Occorre che anche il terzo settore si faccia carico di una campagna convinta e decisa per ripristinare un adeguato livello di equità fiscale, che sappiamo non si gioca più ormai solo a livello nazionale, a deve diventare una campagna internazionale a cominciare dalla dimensione europea. Altrimenti il rischio è che, come ha ricordato con estrema chiarezza Papa Francesco, il terzo settore sia un “palliativo” che interviene a curare ma che non riesce ad incidere sul cambiamento di un modello di sviluppo che continua a spengere verso la concentrazione della ricchezza.
Per convertire questa deriva occorre agire prima di tutto ripristinando una vera e sostanziale progressività del sistema di imposte fiscali, cambiare le regole sulla circolazione dei capitali aumentando il livello di trasparenza per favorire, insieme alla libera circolazione anche un imperativo etico di trasparenza e responsabilità. Serve introdurre anche una tassazione sui grandi patrimoni e sulle successioni di questi grandi patrimoni, come del resto proponeva già qualche mese fa Enzo Manes proprio su Vita.
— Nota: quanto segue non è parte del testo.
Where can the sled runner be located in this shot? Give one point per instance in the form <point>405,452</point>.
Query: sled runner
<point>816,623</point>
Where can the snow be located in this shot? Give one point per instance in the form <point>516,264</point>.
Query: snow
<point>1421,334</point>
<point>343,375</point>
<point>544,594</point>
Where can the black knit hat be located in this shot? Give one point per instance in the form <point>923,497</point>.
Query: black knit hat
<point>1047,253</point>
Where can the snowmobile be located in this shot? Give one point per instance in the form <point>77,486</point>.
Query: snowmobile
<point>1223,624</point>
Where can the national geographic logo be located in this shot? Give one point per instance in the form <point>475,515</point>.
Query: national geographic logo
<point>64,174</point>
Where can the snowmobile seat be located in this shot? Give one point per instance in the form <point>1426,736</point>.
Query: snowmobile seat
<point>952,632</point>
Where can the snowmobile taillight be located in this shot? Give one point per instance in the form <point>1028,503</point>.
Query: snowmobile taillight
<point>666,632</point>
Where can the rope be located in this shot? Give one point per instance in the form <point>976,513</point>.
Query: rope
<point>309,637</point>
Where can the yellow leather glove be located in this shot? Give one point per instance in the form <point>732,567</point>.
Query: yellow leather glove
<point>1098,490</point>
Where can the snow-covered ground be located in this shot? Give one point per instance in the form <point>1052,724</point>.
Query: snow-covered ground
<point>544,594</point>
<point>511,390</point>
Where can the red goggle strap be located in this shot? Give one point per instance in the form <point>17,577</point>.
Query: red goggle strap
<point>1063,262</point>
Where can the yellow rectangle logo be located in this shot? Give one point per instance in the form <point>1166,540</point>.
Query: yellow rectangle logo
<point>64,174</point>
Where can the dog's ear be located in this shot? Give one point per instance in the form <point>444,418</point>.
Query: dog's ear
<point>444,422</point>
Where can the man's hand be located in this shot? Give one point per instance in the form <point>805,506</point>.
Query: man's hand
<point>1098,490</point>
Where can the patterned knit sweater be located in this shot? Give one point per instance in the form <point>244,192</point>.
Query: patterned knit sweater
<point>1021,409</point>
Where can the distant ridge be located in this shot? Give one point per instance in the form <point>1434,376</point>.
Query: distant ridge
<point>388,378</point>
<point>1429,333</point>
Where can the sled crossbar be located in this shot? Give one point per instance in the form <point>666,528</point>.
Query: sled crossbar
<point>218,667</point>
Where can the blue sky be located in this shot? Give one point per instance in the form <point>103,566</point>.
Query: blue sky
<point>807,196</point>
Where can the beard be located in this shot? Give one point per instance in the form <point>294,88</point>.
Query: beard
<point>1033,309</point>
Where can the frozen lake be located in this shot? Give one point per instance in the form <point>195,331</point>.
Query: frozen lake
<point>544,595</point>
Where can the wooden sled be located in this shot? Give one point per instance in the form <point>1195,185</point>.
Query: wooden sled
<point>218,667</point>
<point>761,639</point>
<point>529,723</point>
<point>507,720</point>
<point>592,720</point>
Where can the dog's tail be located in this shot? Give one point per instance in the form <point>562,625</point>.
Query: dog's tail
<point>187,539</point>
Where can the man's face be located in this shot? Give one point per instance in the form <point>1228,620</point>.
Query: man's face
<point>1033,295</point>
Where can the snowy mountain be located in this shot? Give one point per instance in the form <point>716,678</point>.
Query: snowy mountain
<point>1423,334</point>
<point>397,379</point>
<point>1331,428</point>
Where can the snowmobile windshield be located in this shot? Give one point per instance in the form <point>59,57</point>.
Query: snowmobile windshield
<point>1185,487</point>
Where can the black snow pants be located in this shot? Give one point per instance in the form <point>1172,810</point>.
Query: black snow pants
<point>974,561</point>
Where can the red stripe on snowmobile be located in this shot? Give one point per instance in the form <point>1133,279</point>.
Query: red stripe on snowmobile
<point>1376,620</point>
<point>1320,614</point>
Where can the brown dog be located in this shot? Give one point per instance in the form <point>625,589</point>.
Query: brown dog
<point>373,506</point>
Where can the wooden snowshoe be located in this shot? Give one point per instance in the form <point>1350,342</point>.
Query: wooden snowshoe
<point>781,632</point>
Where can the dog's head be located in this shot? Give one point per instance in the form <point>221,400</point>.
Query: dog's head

Occorre infine sbugiardare la narrativa che dagli anni ’80 viene ripetuta per giustificare la continua riduzione dei carichi fiscali sui patrimoni e i redditi più elevati, alimentando la falsa credenza che meno tasse sulla ricchezza avrebbero favorito una crescita maggiore che quindi si sarebbe tradotta in un benessere diffuso. I dati dicono esattamente il contrario, basti pensare che tra la fine della seconda guerra mondiale e il 1980, quando nei paesi occidentali si è osservato il più duraturo e ampio periodo di crescita economica e di emersione dalla povertà di ampi settori delle popolazione nei paesi occidentali, i due Paesi indicati come trainanti e come culle della democrazia, del progresso economico e del mercato libero: USA e UK applicavano una aliquota fiscale rispettivamente del 81% e del 86% sulle grandi ricchezze. Questo dato da solo dimostra che non sempre e non automaticamente la tassazione delle grandi ricchezze ostacola la crescita economica, ma anzi analizzando i dati sembrerebbe vero il contrario.
Credo che sia davvero il momento di ribadire con forza “se non ora quanto” e farci carico nel Terzo Settore Italiano e in termini più ampi con le organizzazioni sociali europee per avviare una campagna per una maggior equità fiscale, che non può che arrivare da nuove regole sul funzionamento dei mercati. Prepariamoci quindi a portare la visione del Terzo Settore italiano nelle sedi delle istituzioni europee, cavalcando anche l’annunciato Piano d’azione per l’Economia Sociale, per ribadire che non esiste nessun “pilastro europeo dei diritti sociali”, se non ci sarà anche un pilastro fiscale europeo coerente ed equo.